Homebuyers are being warned to brace for more mortgage misery in the months to come despite being spared an 11th interest rate rise in row.
The Reserve Bank on Tuesday left interest rates unchanged but has given itself wiggle room to hike again if needed.
The decision will give mortgage holders breathing space after enduring 10 consecutive interest rate increases, adding hundreds of dollars to the cost of servicing a mortgage.
While the RBA kept interest rates on hold at 3.6 per cent, the hiking cycle might not be over after governor Philip Lowe flagged that further tightening of monetary policy could well be needed.
“The decision to hold interest rates steady this month provides the board with more time to assess the state of the economy and the outlook, in an environment of considerable uncertainty,” he said.
Dr Lowe also gave a nod to banking instability in the US and Sweden, which he said was expected to lead to tighter credit conditions and weaker economic growth despite Australian banks’ strength.
While the RBA opted to keep interest rates on hold to allow it to observe the impacts of its handiwork, another increase was firmly on the cards.
EY chief economist Cherelle Murphy said Dr Lowe’s accompanying statement pointed to a “hawkish pause” and reflected the non-conclusive data observed since the last meeting.
“In other words, it’s pausing for now, but it’s certainly not saying ‘relax, we’re done’,” she said.
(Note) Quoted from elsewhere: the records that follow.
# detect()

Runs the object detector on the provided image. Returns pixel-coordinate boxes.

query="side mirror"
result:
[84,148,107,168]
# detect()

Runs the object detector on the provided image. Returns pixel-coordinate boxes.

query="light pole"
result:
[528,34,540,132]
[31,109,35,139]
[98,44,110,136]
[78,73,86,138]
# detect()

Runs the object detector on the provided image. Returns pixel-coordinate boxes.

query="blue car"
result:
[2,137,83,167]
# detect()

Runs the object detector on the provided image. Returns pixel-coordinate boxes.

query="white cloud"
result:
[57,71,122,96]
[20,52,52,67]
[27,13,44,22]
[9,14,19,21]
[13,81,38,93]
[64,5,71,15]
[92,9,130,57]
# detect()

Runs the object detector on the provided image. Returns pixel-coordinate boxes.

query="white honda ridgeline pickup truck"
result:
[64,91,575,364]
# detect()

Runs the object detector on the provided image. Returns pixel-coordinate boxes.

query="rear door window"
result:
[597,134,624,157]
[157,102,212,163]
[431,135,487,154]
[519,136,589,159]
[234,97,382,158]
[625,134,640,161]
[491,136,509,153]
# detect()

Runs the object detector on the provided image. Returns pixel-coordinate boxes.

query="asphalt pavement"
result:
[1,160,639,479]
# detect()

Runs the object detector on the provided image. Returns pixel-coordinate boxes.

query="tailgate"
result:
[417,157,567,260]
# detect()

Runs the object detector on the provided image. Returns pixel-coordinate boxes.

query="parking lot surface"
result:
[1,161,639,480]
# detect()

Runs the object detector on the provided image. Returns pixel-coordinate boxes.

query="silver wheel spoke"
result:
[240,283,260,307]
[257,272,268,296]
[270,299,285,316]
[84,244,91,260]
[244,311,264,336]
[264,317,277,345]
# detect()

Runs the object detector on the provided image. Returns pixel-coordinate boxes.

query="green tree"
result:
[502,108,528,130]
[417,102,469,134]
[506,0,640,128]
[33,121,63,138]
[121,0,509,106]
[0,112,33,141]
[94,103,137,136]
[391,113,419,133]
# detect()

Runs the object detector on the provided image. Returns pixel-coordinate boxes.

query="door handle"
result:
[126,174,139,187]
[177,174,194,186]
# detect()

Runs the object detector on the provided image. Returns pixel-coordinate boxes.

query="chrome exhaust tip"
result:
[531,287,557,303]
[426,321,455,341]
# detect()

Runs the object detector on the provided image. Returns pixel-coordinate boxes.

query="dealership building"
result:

Ms Murphy said the RBA dialled back its conviction about future rate rises in April, switching to indicating further tightening of monetary policy “may well” be needed from “will” be needed in its March statement.
She added the central bank was likely reassured by weakening inflation – which sank from 7.4 per cent annual growth in January to 6.8 per cent in the 12 months to February – but the tight labour market was likely still cause for concern.
Ms Murphy said spiking oil prices driven by OPEC’s decision to cut production could also push inflation higher and a worryingly early turnaround in home prices might weigh on the next decision.
Quarterly inflation data, due on April 26, will be the key piece of data for the RBA to digest before its next meeting in May.
Finance Minister Katy Gallagher said the government expected inflation to come down during the next 12 to 18 months and it would seek to reduce inflation pressures in the May budget.
“We’re absolutely focused on not making the inflation problem worse … we are looking at spending restraint,” she said.
Shadow treasurer Angus Taylor said the government could be doing a lot more to help the RBA return inflation back to within its two-three per cent target band.
“This government’s talking a big game on restraint, but we haven’t seen it,” he said.
Mr Taylor said families and businesses competed with the government to borrow money, which drove up interest rates and inflicted more pain on Australian households.
“We want to see a budget coming up in May where the government shows spending restraint and avoids the usual Labor temptation of adding taxes,” he said.